Compared with the prior art, the invention has the following advantages: the matching/searching method is more precise, the matching/searching result is more accurate and reliable, and the method is specifically represented as follows:
(1) the unit name has a abbreviation, and the unit name with the abbreviation can be identified and matched by the method;
(2) the unit name comprises the area name, the area name in the unit name needing to be matched can be distinguished, and the matching is carried out according to the real area name;
(3) the unit name contains an alias field, and the invention can identify the alias and carry out matching;
(4) the invention can screen out useless words and then carry out matching, thus improving the matching accuracy;
(5) the unit name to be matched is divided into a region, an attribute and an alias.

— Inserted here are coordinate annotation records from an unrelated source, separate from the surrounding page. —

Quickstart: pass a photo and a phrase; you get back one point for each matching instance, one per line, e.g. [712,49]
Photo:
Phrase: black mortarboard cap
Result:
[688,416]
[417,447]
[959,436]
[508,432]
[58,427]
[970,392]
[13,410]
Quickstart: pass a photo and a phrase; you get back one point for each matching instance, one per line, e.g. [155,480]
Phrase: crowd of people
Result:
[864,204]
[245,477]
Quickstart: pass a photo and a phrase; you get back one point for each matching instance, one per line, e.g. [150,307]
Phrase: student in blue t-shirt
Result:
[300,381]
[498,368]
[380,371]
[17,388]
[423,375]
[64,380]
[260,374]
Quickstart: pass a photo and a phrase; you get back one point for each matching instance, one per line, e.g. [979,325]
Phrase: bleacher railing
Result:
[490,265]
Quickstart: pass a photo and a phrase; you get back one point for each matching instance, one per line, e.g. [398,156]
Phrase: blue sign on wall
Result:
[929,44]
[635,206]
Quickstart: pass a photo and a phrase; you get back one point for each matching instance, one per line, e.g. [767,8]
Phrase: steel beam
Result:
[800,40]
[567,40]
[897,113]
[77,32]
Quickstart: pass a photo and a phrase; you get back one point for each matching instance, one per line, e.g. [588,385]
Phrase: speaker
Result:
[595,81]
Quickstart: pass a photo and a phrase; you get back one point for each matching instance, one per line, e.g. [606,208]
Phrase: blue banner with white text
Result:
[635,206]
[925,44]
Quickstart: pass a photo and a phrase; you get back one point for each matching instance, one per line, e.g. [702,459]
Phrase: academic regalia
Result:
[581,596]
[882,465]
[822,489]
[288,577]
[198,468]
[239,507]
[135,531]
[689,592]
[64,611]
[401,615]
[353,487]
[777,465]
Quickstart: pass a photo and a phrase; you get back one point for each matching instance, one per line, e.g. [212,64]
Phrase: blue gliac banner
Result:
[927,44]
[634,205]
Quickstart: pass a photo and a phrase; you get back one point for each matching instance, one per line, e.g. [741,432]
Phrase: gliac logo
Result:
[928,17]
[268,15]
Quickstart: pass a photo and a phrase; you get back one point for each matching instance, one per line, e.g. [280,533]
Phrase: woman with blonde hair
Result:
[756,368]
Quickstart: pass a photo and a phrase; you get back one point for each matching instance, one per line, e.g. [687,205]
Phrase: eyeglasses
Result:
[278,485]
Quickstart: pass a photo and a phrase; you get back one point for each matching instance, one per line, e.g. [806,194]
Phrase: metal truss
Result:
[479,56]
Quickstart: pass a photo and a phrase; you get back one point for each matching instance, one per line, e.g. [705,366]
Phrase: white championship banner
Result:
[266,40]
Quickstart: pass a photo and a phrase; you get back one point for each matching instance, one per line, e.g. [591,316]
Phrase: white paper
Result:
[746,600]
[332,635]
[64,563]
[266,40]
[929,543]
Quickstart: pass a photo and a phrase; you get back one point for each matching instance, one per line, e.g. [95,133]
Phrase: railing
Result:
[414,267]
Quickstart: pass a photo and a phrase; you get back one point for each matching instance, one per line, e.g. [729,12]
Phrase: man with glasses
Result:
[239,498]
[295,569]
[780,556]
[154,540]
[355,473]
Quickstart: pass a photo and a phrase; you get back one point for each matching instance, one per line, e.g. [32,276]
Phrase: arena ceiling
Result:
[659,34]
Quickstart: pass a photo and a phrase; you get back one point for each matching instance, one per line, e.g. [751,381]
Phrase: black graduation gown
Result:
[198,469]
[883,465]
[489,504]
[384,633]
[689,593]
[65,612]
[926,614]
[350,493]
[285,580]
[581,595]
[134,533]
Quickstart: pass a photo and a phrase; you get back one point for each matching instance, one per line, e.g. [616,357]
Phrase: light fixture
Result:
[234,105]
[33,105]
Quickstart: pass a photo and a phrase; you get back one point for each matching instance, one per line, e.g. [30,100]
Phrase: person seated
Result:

And different classifications can independently set the matched weight, and the configuration is more flexible.
Drawings
FIG. 1 is a block diagram of a unit name matching method based on fuzzy matching algorithm according to the present invention;
FIG. 2 is a block diagram of a unit name search method based on fuzzy matching algorithm according to the present invention.
Detailed Description
The invention is described in detail below with reference to the figures and specific embodiments. Note that the following description of the embodiments is merely a substantial example, and the present invention is not intended to be limited to the application or the use thereof, and is not limited to the following embodiments.
Example 1
This embodiment 1 provides a unit name matching method based on a fuzzy matching algorithm, which implements one-to-one fuzzy matching, and includes the following steps:
s1, acquiring two unit names to be matched, respectively recording the unit names as A and B, judging whether the unit names mutually contain or completely match, if so, directly outputting a fuzzy matching score of 100, otherwise, executing a step S2.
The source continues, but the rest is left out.